New US electronic data retention laws have come into force, also affecting those with US subsidiaries.

The law forces companies to keep much better records of all their electronic information, following US Supreme Court amendments to federal rules in April that began on 1 December.

They require any company involved in a federal lawsuit to produce any relevant electronically stored information in the discovery process. This is the method by which parties involved in a legal dispute share evidence before a trial.

Any UK business with activities in the US could be affected by the legislation and will need to collate all its relevant electronically stored information, from employee photos through PowerPoint decks to emails and instant messages. Companies are expected to be responsible for being able to respond to legal electronic archive investigation as part of the discovery process in a reasonable time.

Another window into UK business affairs is also due to opened soon. Part III of the Regulation of Investigatory Powers Act 2000 (RIPA), due to take effect in the next few months, will allow law enforcement officers to gain access to the encryption keys needed to decrypt data which, in their view, could be vital for a conviction.

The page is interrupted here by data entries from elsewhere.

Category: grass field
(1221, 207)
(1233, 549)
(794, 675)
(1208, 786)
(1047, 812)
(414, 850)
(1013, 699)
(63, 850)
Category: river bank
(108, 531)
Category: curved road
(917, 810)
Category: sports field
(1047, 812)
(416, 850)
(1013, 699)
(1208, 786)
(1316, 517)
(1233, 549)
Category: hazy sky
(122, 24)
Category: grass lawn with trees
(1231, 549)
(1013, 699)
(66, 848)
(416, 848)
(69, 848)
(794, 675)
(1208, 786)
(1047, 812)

Many UK banks and other companies are concerned about data security and conflicts with data privacy rights as a result of RIPA part III. Since companies can be held liable for the accidental or negligent disclosure of customer information, the keys used to protect customer data are just as valuable as those used for banking transactions.

That means key management has to be done properly. Dr Nicko van Someren, chief technology officer at nCipher, said: "Company executives will have to disclose encryption keys without opening up security holes or face up to five years in prison; while law enforcement officers face legal action if they fail to adequately secure evidentiary keys leading to loss or consequential damage.

"RIPA part III places a heavy duty of disclosure on companies and organisations; but it also places a burden of care and security on the law enforcement authorities. Using anything short of industrial-grade cryptographic key management for protecting keys under RIPA would be a very rash move indeed."

The penalties for not behaving reasonably in the face of legal requests for data and storing key information responsibly can be severe.